L’honorable Diane Bellemare : Chers collègues, je tiens d’abord à souligner que je prononce ce discours à partir des territoires non cédés du peuple algonquin anishinabe.
Je prends la parole aujourd’hui pour appuyer le projet de loi C-282, Loi modifiant la Loi sur le ministère des Affaires étrangères, du Commerce et du Développement (gestion de l’offre) à l’étape de la deuxième lecture.
Je ne veux pas répéter les arguments de la marraine du projet de loi, la sénatrice Gerba, ni ceux du sénateur Forest, car ils ont bien expliqué les raisons et les objectifs de la gestion de l’offre.
Je sais aussi que le sujet de la gestion de l’offre des produits laitiers, des œufs et de la volaille peut polariser bien des Canadiens. Pourquoi faudrait-il payer plus cher les fromages d’ailleurs, les œufs, le lait et la volaille? C’est, évidemment, une question légitime.
Plusieurs économistes — dont mon mari fait partie — sont contre la gestion de l’offre, surtout lorsqu’on aime les fromages français de certains types que l’on ne peut pas avoir chez nous.
Pour ma part, je suis économiste, mais je ne considère pas que la théorie économique me permet de rejeter du revers de la main le système que nous avons au Canada.
Je ne crois pas être suffisamment bien informée pour me prononcer a priori sur la gestion de l’offre et sur le fait qu’il est évident que les coûts de cette mesure sont plus grands que les bénéfices qui y sont associés. Je considère que c’est un système complexe et fortement réglementé, et qu’on ne doit pas s’y attaquer sans connaissance de cause.
En prononçant ce discours, je vais essayer de vous convaincre qu’il faut voter rapidement en faveur du projet de loi C-282.
Pourquoi? Parce que ce projet de loi n’est pas un vote sur la gestion de l’offre, mais sur une question de principe. Le principe est le suivant : voulons-nous soustraire aux négociations de libre-échange des éléments institutionnels qui nous distinguent comme pays, comme dans le cas des industries canadiennes culturelles et de nos programmes sociaux?
J’arrive maintenant à la substance de mon discours.
Le projet de loi C-282 tient en quelques lignes.
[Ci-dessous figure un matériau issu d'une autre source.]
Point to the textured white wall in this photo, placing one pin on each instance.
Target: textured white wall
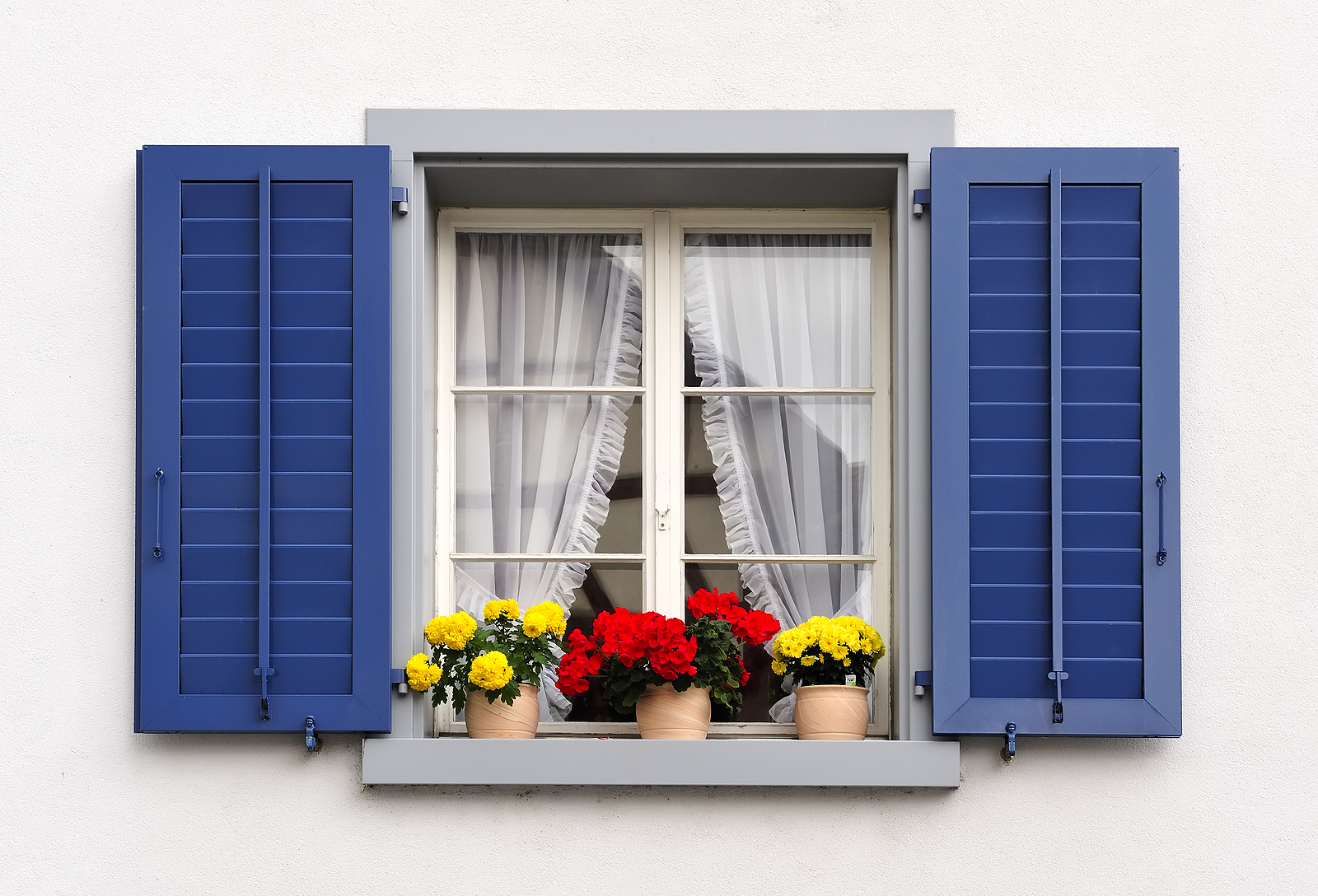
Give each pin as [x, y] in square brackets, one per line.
[89, 805]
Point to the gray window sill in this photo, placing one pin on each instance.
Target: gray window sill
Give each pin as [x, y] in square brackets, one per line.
[672, 763]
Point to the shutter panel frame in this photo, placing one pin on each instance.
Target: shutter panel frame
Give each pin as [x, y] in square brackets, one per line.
[160, 698]
[953, 171]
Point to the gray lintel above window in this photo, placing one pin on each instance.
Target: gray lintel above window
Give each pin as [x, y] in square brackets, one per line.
[663, 763]
[434, 133]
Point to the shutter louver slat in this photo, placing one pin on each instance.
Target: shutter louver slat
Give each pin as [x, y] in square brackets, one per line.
[1041, 501]
[316, 610]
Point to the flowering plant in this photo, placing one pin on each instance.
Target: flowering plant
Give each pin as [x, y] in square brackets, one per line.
[827, 651]
[634, 651]
[509, 650]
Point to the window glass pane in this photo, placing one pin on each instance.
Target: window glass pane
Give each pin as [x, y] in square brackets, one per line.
[549, 474]
[792, 593]
[778, 309]
[778, 474]
[549, 309]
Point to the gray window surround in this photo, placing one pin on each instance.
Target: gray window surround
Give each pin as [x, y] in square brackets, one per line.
[658, 160]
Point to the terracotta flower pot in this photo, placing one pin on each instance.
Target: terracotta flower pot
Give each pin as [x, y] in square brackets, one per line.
[498, 720]
[832, 712]
[665, 715]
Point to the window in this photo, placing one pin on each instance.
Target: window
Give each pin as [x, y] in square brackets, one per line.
[632, 404]
[260, 311]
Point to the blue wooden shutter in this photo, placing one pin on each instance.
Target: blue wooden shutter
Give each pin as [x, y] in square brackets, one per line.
[263, 456]
[1054, 452]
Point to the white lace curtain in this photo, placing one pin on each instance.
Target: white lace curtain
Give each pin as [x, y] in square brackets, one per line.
[534, 471]
[792, 472]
Il modifie la Loi sur le ministère des Affaires étrangères, du Commerce et du Développement dans le but d’interdire au ministre de prendre des engagements au nom du gouvernement en vue d’augmenter les importations de produits laitiers, d’œufs et de volaille ou de réduire les tarifs.
Bref, le projet de loi interdit au ministre de négocier, au nom du gouvernement, des ententes de libre-échange sur le dos de la gestion de l’offre.
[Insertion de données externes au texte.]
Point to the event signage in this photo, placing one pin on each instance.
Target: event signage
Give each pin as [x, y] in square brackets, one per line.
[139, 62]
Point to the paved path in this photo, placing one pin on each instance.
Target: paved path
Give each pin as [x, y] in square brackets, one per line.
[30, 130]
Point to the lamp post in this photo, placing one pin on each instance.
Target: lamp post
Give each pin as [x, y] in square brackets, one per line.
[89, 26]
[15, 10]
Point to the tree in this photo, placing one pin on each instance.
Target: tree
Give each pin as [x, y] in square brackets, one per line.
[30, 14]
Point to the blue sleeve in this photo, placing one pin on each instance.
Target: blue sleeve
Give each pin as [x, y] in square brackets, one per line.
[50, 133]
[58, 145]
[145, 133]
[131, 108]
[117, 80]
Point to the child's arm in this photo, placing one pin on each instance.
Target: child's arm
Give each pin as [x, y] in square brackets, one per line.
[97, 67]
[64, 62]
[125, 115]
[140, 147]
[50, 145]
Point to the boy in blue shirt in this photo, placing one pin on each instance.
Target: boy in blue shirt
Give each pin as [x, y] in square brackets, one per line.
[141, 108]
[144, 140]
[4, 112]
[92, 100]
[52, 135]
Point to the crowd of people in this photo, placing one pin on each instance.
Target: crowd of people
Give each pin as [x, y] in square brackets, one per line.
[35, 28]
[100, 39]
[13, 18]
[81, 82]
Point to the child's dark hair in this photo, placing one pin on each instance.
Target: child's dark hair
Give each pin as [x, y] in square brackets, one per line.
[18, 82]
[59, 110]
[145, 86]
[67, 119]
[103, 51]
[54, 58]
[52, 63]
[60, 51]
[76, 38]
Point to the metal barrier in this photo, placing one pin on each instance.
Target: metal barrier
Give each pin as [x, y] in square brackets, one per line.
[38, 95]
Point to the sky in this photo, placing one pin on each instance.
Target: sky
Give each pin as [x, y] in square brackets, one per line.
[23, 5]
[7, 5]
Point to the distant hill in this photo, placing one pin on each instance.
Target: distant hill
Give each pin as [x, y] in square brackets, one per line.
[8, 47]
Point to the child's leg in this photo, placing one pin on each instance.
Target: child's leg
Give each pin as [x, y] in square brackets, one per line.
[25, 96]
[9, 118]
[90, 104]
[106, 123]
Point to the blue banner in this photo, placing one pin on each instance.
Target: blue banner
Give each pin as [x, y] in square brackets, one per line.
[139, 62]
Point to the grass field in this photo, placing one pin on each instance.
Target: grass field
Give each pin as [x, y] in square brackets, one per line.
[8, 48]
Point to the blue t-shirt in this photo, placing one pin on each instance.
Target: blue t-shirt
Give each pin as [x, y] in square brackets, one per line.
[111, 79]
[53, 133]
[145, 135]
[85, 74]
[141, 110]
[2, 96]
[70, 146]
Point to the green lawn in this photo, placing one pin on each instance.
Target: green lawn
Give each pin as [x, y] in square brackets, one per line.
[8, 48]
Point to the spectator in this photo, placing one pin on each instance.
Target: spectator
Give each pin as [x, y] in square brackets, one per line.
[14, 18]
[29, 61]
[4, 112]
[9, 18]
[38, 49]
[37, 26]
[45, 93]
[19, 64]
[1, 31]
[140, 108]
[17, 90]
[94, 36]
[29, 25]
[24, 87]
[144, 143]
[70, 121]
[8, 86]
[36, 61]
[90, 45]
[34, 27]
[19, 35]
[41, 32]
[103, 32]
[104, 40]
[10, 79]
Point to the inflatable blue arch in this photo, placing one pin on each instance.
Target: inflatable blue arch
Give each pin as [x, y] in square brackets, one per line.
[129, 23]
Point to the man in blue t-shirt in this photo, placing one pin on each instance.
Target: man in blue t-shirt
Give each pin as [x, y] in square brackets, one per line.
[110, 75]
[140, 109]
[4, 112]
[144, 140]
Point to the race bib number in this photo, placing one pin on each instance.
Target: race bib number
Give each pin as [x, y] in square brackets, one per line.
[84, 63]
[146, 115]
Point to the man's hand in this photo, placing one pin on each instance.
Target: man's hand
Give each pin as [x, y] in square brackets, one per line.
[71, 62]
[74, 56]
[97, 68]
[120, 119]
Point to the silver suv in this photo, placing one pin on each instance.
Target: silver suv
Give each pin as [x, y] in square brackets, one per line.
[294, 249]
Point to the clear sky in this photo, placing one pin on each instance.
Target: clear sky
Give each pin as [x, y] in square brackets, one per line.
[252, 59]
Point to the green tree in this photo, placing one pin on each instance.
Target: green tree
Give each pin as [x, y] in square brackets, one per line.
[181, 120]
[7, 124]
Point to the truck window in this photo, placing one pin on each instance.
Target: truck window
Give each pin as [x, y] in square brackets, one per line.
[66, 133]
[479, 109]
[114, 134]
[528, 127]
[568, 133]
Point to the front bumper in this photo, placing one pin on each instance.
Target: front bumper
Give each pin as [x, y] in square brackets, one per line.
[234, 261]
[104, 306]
Pourquoi voit-on cette attribution à la faveur de la gestion de l’offre? La réponse est simple : ce système, fondé sur le contrôle de la production, des prix et des importations, est complexe et il a beaucoup de valeur, soit plus de 36 milliards de dollars — en fait, près de 37 milliards de dollars. J’y reviendrai.
Si les Canadiens veulent transformer ce système, ils peuvent le faire. Je suggère que ce soit dans le cadre de choix et de décisions transparentes qui se prendront dans le contexte d’un débat public.
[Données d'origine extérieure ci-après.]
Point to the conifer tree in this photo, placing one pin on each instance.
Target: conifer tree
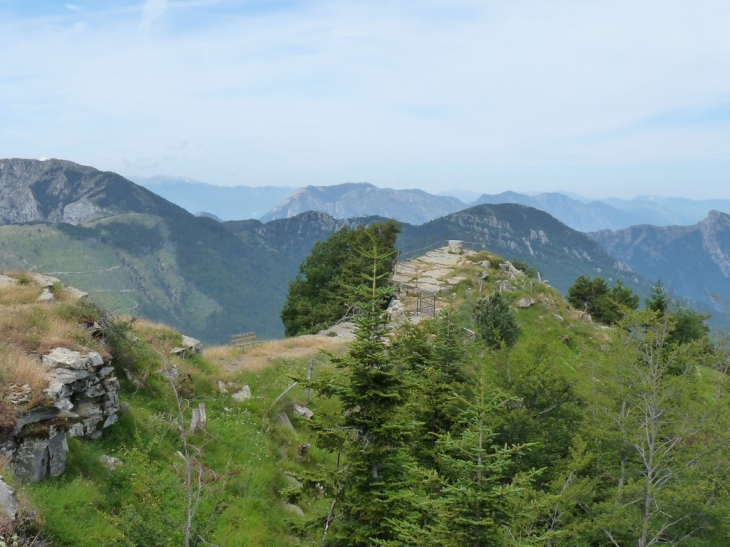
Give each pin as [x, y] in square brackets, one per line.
[371, 392]
[496, 322]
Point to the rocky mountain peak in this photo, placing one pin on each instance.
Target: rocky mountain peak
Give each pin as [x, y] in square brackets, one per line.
[62, 191]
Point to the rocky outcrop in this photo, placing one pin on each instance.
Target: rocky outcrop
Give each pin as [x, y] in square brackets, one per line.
[82, 398]
[190, 346]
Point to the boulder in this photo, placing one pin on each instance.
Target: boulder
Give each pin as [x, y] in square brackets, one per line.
[456, 246]
[66, 358]
[505, 286]
[41, 457]
[242, 395]
[190, 346]
[19, 395]
[285, 421]
[110, 462]
[76, 294]
[82, 398]
[45, 281]
[5, 280]
[8, 502]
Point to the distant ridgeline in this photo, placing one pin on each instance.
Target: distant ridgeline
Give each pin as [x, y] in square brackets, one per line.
[133, 251]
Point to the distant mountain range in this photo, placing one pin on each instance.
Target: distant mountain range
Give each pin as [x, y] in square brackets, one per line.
[362, 199]
[135, 251]
[222, 202]
[352, 200]
[692, 261]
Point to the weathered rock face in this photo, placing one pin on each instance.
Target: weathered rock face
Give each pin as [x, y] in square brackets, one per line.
[8, 502]
[190, 346]
[83, 399]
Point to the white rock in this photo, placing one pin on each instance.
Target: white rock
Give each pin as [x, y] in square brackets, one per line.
[66, 358]
[76, 294]
[44, 280]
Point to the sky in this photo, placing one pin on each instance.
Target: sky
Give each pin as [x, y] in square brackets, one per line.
[595, 97]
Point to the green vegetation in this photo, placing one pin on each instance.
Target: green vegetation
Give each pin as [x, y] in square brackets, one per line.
[605, 305]
[496, 322]
[422, 436]
[319, 296]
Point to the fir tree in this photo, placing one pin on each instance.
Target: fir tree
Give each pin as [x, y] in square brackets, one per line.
[370, 435]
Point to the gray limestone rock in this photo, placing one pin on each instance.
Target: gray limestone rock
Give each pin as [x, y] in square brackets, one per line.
[39, 458]
[285, 421]
[66, 358]
[242, 395]
[190, 346]
[85, 398]
[110, 462]
[45, 281]
[505, 286]
[76, 294]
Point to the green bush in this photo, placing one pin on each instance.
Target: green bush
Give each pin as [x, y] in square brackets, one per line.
[496, 322]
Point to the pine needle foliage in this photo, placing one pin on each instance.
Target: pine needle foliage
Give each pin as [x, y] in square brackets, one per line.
[369, 435]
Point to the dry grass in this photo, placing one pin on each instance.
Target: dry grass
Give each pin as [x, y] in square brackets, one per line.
[20, 369]
[14, 294]
[156, 334]
[36, 328]
[217, 353]
[264, 355]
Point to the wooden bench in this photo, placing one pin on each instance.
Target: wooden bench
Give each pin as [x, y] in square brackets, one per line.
[244, 339]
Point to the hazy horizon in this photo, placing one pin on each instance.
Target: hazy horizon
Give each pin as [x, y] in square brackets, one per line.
[598, 99]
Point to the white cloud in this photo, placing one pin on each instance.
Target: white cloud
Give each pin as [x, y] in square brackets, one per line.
[411, 93]
[152, 10]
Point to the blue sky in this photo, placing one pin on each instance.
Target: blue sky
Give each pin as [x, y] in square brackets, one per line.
[598, 98]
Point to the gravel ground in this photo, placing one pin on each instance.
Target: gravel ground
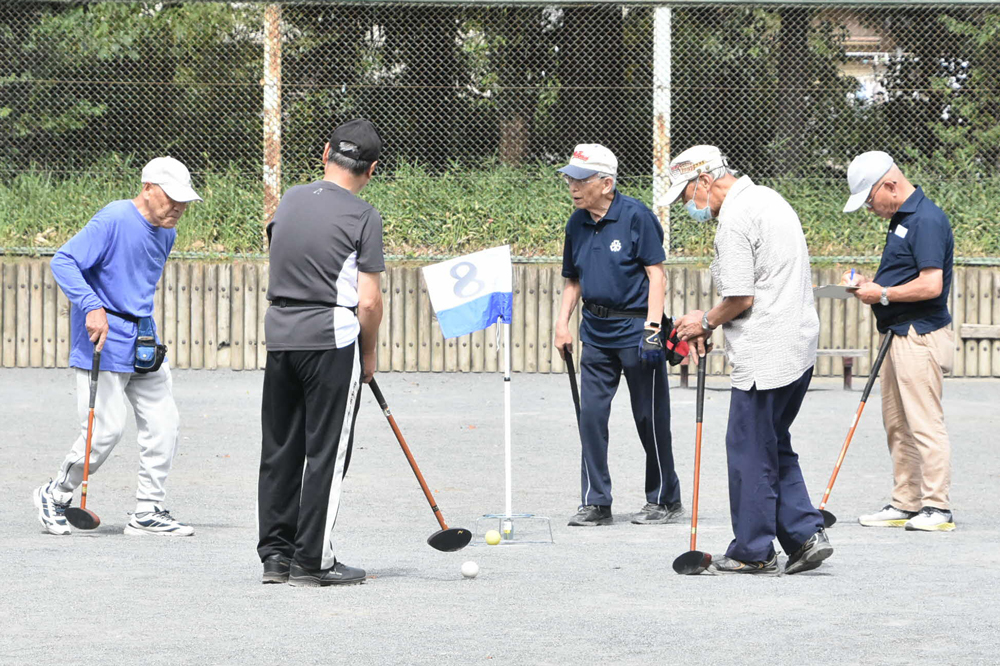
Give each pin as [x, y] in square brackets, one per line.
[596, 595]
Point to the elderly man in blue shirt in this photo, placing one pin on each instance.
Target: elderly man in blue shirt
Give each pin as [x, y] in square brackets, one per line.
[109, 271]
[613, 257]
[909, 296]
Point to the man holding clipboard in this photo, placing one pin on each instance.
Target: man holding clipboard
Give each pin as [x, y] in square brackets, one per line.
[909, 296]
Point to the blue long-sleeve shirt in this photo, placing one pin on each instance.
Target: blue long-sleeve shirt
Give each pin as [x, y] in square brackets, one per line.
[114, 262]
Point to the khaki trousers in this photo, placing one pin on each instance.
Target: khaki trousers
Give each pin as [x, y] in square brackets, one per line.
[912, 383]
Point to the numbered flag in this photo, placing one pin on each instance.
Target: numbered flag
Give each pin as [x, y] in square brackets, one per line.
[469, 293]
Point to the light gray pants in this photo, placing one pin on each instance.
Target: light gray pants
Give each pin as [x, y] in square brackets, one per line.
[155, 416]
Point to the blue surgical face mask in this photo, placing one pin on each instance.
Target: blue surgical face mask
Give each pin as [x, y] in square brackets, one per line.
[698, 214]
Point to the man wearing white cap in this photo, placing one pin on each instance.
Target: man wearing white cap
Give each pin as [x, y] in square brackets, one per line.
[761, 269]
[109, 271]
[909, 296]
[613, 257]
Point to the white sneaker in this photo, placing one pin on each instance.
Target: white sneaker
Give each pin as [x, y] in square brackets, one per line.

À première vue, ce système de gestion de l’offre fonctionne assez bien et il s’est avéré efficace pour assurer la stabilité de l’approvisionnement local pour ses denrées essentielles, ce qui était son objectif.
Il n’est pas légitime de s’être attaqué à cet enjeu de manière indirecte par le biais des négociations de libre-échange, car les enjeux sont importants. Les choix de politiques publiques qui ont été faits dans les années 1970 ne peuvent être remis en question que dans le cadre d’autres choix de politiques publiques en toute connaissance de cause. Comme d’autres l’ont dit avant moi, le système de la gestion de l’offre a été mis en place dans les années 1970, afin de répondre à des problèmes de surproduction qui faisaient baisser les prix de certaines denrées essentielles et menaçaient la viabilité des fermes canadiennes.
Avant de poursuivre, j’aimerais vous raconter une petite anecdote personnelle. Le sénateur Cotter présente souvent, en guise de préambule à une argumentation, une petite anecdote personnelle qui réussit toujours à capter mon attention. Je me suis donc inspirée de lui.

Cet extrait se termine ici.